J’ai donc une pratique assez extensive du mentoring au sens très large du terme, et au sens plus strict de la participation à trois reprises, en tant que mentor, au programme Mentoring très bien structuré du réseau EPWN. Les bénéfices « évidents » du mentoring sont largement expliqués et développés dans toute la littérature à ce sujet, je ne reviendrai donc pas dessus, et souhaite plutôt partager ici mon expérience personnelle de mentor (femme), ayant affaire à des « mentees » (personnes sollicitant le mentoring) exclusivement féminines également, et les constats et conseils que j’ai pu en tirer, en espérant que cela puisse servir à d’autres… (femmes ou hommes, ne soyons pas sectaires ! :))
Premier constat : le manque de confiance en soi féminin, un processus éducatif et culturel à renverser
La première chose qui m’a frappée en participant au programme de l’EPWN est le déficit permanent de mentors par rapport aux demandes de mentoring : il y a toujours plus de femmes demandeuses d’accompagnement, que de femmes souhaitant être mentors. Cette situation ne reflète absolument pas une réalité « objective » (pas assez de femmes « compétentes » ou expérimentées pour être mentors, par exemple), mais une réalité subjective, qui correspond à la perception que les femmes ont d’elles-mêmes dans le milieu professionnel et par rapport à leur carrière : elles se mettent plus facilement en position d’infériorité ou de soumission qu’en position de domination, et dans une posture d’apprentissage (= de bonne élève) plutôt que de transmission (= de confiance en soi). C’est un sentiment qu’on a pu ressentir presque toutes, (surtout si on est animée d’un peu d’ambition professionnelle), résultat de décennies et de siècles de domination masculine avec tout le processus éducatif et culturel qui l’entretient… Mais pour la « jeune » mentor de 35 ans que j’étais, lors de ma première participation, c’était néanmoins très surprenant car une bonne partie des mentees n’étaient pas des jeunes filles (ce que j’avais spontanément imaginé) mais des femmes expérimentées et généralement plus âgées que moi, à des postes à responsabilités… Ce qui laissait entrevoir que, même pour ces cadres bourgeoises, bien habillées et titrées, d’apparence sûres d’elles-mêmes, l’évolution professionnelle était – est encore – un processus d’apprentissage un peu comme à l’école, avec une bonne note attendue à la fin… Or et c’est mon retour d’expérience personnel, c’est justement le côté « bonne élève » qui dessert le plus les femmes dans l’évolution de leur carrière professionnelle, car le pouvoir ne se donne pas comme une note, il se conquiert et se prend, c’est tout. Et ça, l’école ne l’enseigne pas, et ce n’est pas forcément lié aux compétences « techniques » (de métier) qu’on peut avoir, loin s’en faut !

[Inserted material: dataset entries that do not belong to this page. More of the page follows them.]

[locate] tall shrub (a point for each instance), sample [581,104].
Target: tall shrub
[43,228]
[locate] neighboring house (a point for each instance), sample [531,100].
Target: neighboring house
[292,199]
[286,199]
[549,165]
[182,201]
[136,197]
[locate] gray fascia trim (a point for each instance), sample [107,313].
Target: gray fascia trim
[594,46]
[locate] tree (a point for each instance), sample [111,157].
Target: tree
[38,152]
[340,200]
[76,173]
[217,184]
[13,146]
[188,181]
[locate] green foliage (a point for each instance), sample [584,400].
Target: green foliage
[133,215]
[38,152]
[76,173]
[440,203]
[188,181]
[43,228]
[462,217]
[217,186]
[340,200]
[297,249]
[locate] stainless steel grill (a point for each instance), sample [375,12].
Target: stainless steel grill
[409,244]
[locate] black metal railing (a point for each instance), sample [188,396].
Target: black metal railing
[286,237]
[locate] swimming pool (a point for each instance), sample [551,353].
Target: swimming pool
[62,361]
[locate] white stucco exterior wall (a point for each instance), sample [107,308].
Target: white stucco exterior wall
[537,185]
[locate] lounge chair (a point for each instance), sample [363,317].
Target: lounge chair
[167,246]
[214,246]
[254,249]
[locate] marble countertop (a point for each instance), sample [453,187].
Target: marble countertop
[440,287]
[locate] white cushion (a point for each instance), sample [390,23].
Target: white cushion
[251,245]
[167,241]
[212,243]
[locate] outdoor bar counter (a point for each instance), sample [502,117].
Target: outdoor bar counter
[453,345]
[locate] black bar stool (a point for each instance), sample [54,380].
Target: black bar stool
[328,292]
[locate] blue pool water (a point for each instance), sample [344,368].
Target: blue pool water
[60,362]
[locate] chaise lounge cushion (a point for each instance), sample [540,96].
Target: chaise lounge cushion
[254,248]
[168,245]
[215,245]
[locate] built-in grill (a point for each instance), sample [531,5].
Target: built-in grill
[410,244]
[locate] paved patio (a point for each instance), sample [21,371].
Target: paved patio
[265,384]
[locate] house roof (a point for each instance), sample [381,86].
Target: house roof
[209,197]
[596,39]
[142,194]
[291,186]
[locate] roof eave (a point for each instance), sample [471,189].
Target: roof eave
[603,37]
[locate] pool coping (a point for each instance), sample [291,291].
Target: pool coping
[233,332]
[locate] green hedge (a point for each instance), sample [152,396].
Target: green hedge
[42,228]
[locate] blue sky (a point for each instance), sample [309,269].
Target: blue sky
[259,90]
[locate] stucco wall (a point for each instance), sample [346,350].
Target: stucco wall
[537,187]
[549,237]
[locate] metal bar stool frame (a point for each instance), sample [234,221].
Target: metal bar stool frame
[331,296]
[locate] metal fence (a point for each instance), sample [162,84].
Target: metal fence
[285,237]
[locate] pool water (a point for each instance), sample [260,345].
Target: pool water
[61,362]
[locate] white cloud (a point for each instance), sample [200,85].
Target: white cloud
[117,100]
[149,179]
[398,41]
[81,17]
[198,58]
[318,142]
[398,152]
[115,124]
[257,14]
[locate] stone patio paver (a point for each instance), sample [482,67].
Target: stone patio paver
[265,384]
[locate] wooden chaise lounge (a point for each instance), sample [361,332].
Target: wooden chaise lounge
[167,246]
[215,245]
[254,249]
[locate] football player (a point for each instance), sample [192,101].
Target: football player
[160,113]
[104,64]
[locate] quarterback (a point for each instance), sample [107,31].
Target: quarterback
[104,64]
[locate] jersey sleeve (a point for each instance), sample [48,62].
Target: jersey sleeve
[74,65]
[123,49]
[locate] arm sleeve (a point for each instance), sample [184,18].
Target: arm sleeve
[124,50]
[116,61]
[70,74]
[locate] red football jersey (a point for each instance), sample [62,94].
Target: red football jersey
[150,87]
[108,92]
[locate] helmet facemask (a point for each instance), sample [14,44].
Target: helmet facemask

Deuxième constat : les attentes par rapport au mentoring
Dans la foulée de ce premier constat, une seconde surprise pour moi était le type d’attentes formulé par les mentees. Mon souvenir n’est pas représentatif statistiquement, car il ne se rapporte qu’à la durée de ma participation personnelle, mais j’étais néanmoins étonnée du nombre de demandes d’accompagnement autour de problématiques de « work-life balance » ou de « confiance en soi » (et thèmes liés). Comme moi-même ne souhaitais intervenir que sur des thématiques d’évolution ou de transition professionnelle, je n’ai pu creuser davantage ces demandes en pratique, mais à mon sens elles reflètent encore cette posture de « dominées » que les femmes ont par rapport au milieu professionnel et par rapport aux hommes, et la manière dont elles subissent, probablement plus que ces derniers, le discours propagandiste général autour du nécessaire sur-investissement en temps passé au travail pour évoluer. Il est évident qu’on ne peut, parfois, à certains postes, dans certains secteurs, éviter des pics de travail ou des horaires trop chargés ; mais ériger cela en norme, et en condition nécessaire à la réussite, est une absurdité, particulièrement entretenue en France, et les femmes subissent cela de plein fouet, notamment toutes celles qui sont seules avec des enfants à charge, ou n’ont pas un compagnon aussi égalitaire dans les actes que dans le discours… Or le sur-investissement « quantitatif » n’aide en rien à évoluer ou à s’élever, il empêche au contraire de « décoller » son nez du guidon et du terrain opérationnel, quand ce sont les compétences relationnelles et de vision stratégique qui permettent d’aller plus haut et plus loin. L’équilibre « travail-vie personnelle » ou « confiance en soi » sont bien sûr des objectifs personnels tout à fait légitimes, mais les exprimer comme objectifs prioritaires ne fait que révéler une attitude craintive à l’égard du milieu professionnel, quand l’expression d’objectifs d’évolution révèle une attitude volontariste, clé de voûte de toute évolution finalement, qu’elle soit professionnelle ou personnelle. La confiance en soi ou l’équilibre de vie sont au moins aussi souvent des conséquences de nos actes volontaires et volontaristes, que des conditions préalables à la réalisation de ces actes…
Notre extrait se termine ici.